Assembly language is a human-readable representation of machine code, where each instruction mnemonic (like ADD, LOAD, BRANCH) maps directly to a binary opcode. Programmers work with registers by name, specify memory addresses, and use labels for branch targets. Addressing modes — immediate, register, direct, indirect, base+offset — determine how operands are located. Assembly is compiled by an assembler into machine code, and understanding assembly is essential for reverse engineering, performance tuning, and interpreting compiler output.
Write and run short MIPS or RISC-V assembly programs in a simulator such as MARS or Ripes. Trace register and memory values through each instruction. Examine compiler output at the assembly level using gcc -S or an online tool like Godbolt.
You already understand from instruction set architecture that a processor executes binary-encoded instructions, each specifying an operation and its operands. Assembly language is the human-readable face of these binary instructions: instead of writing `0000 0000 1010 0000 0010 0000 0010 0000` you write `add $a0, $a1, $zero`. Every assembly instruction maps to exactly one machine instruction (or, in some assemblers, a small fixed expansion called a pseudo-instruction). This one-to-one correspondence is what distinguishes assembly from higher-level languages — there is no abstraction layer, no optimization step, and no hidden behavior.

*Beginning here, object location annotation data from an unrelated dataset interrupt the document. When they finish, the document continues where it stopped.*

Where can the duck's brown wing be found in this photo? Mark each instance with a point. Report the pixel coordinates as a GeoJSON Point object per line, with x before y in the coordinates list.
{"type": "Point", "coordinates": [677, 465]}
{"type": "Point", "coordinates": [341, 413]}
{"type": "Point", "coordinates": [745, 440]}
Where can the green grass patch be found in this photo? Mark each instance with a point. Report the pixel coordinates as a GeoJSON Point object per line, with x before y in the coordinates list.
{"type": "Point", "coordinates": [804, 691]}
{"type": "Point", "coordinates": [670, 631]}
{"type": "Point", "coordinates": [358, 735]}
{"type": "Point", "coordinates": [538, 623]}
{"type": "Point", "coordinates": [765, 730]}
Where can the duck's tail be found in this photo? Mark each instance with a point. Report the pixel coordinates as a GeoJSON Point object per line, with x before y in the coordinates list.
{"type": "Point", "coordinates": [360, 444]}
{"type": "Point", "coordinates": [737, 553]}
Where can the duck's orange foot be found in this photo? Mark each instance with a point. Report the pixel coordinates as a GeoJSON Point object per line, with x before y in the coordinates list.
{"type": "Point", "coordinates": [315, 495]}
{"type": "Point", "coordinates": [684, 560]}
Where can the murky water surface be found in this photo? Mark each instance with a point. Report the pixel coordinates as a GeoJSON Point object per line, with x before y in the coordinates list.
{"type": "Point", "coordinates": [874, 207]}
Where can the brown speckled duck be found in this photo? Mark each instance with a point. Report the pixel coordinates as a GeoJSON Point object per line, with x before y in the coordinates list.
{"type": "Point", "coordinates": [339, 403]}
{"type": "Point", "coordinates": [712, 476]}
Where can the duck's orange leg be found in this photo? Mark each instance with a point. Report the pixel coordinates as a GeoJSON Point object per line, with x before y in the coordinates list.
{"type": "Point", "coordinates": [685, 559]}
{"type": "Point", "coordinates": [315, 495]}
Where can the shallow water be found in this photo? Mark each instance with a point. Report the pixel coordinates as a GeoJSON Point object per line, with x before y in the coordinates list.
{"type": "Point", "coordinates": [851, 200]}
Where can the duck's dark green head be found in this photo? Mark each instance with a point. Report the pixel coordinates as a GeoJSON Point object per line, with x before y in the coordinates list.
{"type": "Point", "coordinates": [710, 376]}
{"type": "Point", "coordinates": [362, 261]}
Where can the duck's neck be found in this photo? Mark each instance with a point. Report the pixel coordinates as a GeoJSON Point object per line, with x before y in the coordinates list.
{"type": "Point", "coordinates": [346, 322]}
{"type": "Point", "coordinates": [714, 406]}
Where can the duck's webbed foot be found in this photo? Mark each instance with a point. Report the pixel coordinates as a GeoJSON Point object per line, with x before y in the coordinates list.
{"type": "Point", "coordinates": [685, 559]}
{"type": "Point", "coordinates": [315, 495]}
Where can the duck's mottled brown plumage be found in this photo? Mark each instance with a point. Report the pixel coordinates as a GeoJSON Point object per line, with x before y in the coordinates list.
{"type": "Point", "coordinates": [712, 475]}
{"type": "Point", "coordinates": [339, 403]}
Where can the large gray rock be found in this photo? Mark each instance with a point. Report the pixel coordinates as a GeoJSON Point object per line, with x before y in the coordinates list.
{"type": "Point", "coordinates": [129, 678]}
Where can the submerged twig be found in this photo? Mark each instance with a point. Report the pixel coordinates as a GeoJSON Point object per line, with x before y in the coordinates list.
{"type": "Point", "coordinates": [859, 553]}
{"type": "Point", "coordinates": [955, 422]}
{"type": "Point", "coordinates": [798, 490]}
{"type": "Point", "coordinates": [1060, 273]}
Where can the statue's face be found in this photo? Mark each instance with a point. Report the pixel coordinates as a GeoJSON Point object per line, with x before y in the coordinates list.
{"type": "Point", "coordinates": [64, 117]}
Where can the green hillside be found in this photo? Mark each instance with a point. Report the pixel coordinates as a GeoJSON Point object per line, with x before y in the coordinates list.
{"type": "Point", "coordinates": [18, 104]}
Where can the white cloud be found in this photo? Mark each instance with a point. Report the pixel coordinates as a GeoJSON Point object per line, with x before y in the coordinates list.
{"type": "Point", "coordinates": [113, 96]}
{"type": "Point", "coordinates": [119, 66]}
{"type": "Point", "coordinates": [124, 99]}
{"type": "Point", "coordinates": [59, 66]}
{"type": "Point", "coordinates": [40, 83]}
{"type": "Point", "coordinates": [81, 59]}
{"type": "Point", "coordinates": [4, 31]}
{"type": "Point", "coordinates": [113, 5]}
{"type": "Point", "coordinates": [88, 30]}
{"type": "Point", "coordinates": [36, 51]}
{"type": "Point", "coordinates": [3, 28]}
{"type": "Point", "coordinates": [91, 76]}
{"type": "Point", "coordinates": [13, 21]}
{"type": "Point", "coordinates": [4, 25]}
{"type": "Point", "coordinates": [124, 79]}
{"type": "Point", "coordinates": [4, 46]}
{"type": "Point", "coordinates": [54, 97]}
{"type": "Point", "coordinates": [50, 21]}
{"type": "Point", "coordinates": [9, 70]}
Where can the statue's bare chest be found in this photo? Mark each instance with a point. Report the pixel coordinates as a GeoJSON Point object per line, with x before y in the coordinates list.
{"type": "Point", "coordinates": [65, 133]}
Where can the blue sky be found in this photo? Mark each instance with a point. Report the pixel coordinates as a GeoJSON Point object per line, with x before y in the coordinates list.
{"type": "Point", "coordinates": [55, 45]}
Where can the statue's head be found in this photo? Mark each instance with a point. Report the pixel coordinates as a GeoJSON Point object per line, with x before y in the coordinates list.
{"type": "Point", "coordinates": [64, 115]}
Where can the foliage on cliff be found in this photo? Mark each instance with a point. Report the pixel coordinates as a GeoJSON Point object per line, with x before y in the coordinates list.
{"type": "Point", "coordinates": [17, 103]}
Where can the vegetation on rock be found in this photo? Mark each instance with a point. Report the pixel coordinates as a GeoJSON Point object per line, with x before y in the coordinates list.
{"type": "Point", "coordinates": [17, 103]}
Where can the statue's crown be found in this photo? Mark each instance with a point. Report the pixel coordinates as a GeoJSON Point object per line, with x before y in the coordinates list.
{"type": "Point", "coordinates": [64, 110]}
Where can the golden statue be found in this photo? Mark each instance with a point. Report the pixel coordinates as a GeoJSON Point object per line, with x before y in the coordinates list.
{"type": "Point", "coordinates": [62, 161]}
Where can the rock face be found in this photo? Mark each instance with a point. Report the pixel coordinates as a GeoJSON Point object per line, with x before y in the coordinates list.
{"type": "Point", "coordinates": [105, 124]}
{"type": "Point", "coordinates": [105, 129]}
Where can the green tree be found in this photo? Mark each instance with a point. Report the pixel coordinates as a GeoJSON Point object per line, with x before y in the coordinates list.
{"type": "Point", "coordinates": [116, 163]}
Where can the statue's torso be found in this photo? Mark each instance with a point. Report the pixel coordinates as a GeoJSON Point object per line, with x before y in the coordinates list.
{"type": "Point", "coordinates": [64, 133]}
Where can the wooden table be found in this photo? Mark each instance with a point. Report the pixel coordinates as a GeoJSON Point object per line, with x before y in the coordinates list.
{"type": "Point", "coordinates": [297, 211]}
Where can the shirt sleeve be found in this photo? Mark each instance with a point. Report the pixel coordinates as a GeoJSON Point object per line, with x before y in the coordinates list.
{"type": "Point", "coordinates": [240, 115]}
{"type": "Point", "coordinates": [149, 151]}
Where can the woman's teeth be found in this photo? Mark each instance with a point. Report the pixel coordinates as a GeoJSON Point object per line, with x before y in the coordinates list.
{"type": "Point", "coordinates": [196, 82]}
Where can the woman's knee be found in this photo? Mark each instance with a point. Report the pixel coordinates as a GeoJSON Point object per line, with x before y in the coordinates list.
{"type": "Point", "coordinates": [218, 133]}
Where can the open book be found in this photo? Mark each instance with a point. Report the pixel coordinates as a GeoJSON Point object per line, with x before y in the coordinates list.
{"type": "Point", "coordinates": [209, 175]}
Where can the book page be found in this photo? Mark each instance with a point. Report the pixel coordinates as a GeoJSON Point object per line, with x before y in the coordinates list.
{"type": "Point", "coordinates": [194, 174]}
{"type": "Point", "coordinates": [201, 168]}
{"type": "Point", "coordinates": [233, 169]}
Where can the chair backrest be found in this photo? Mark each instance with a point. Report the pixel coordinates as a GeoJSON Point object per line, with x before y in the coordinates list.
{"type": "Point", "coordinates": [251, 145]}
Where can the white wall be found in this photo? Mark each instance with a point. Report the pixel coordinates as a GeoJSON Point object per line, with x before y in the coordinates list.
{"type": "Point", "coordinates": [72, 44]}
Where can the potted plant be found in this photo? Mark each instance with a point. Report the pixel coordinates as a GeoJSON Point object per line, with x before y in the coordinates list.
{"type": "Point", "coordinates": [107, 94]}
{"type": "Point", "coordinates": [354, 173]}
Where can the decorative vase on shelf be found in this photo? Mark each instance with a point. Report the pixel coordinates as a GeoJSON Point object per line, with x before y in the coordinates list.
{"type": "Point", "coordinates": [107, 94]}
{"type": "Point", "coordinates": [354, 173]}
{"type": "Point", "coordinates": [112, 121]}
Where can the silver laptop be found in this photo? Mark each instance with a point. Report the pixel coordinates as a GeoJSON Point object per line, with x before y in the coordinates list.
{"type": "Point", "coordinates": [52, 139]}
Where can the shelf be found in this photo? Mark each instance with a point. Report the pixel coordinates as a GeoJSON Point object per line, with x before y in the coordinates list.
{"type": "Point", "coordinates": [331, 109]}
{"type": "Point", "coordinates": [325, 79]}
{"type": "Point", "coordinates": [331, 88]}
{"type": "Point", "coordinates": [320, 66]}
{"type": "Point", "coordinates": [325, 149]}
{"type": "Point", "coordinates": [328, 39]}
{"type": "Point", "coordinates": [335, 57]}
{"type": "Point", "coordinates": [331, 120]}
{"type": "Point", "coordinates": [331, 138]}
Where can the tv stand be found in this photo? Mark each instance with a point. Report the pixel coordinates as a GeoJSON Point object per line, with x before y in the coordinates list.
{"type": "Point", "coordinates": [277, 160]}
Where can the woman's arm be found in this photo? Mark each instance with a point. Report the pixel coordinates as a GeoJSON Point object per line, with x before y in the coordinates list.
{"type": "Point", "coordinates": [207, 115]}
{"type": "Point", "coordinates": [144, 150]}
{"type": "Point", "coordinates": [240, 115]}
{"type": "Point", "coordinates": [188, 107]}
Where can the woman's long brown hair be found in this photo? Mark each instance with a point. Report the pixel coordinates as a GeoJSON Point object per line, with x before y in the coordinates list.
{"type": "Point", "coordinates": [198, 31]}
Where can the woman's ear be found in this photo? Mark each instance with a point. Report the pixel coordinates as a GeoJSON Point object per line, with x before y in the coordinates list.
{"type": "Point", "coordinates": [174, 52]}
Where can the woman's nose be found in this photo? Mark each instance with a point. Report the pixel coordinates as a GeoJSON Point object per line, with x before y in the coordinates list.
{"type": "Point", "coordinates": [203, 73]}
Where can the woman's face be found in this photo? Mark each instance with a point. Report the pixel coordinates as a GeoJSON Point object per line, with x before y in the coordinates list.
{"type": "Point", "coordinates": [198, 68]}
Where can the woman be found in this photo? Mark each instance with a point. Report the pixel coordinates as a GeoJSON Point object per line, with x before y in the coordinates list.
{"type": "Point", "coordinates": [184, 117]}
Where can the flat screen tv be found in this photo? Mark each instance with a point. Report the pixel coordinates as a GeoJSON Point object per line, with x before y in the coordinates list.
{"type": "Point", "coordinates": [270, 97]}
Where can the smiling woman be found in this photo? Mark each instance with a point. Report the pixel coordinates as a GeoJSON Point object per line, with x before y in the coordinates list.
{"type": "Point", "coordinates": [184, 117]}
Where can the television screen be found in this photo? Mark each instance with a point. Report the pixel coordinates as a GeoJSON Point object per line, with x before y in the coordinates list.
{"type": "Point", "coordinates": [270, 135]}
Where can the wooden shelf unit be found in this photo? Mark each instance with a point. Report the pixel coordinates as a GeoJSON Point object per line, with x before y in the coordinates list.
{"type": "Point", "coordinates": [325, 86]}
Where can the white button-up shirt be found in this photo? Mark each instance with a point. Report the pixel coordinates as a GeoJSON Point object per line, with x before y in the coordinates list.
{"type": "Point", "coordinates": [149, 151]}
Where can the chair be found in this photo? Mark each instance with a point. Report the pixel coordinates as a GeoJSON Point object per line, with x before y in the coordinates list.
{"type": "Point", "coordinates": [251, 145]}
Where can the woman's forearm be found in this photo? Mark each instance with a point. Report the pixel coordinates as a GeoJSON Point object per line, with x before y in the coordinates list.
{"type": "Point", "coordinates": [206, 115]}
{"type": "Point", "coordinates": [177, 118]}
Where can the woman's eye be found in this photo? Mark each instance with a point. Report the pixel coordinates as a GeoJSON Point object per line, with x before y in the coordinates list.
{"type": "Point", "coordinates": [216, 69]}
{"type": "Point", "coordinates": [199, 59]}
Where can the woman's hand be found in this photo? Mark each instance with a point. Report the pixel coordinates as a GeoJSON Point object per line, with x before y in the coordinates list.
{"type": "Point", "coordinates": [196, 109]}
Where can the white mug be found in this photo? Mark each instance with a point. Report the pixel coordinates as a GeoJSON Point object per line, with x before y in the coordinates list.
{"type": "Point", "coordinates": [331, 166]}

An assembly program operates on a small, fixed set of registers — fast storage locations built directly into the CPU. A typical RISC architecture provides 32 general-purpose registers, each holding one word (32 or 64 bits). Instructions move data between registers, perform arithmetic on register contents, and transfer data between registers and memory. The key insight is that almost all computation happens in registers; memory is only accessed through explicit load and store instructions. This load-store model keeps the instruction set simple and the hardware fast.
Addressing modes determine how an instruction specifies where its data comes from. Immediate addressing embeds a small constant directly in the instruction (`addi $t0, $t0, 5` — add 5 to register t0). Register addressing names a register (`add $t0, $t1, $t2` — add the contents of t1 and t2). Base-plus-offset addressing computes a memory address by adding a constant offset to a register value (`lw $t0, 8($sp)` — load the word at address sp+8). This mode is essential for accessing stack variables, array elements, and struct fields. Understanding addressing modes is critical because they determine what data access patterns the hardware can support efficiently.
Assembly also introduces labels and branch instructions for control flow. A label like `loop:` marks a position in the code, and a branch instruction like `beq $t0, $zero, loop` jumps to that position if a condition is met. There are no if-else blocks, no for loops, no function call syntax — all control flow reduces to conditional and unconditional jumps. Function calls follow a calling convention: arguments go in designated registers, the return address is saved, the callee preserves certain registers, and the result comes back in a specific register. Learning to read and write assembly gives you direct insight into what your compiled code actually does, which is invaluable for debugging, performance analysis, and understanding how abstractions map to hardware.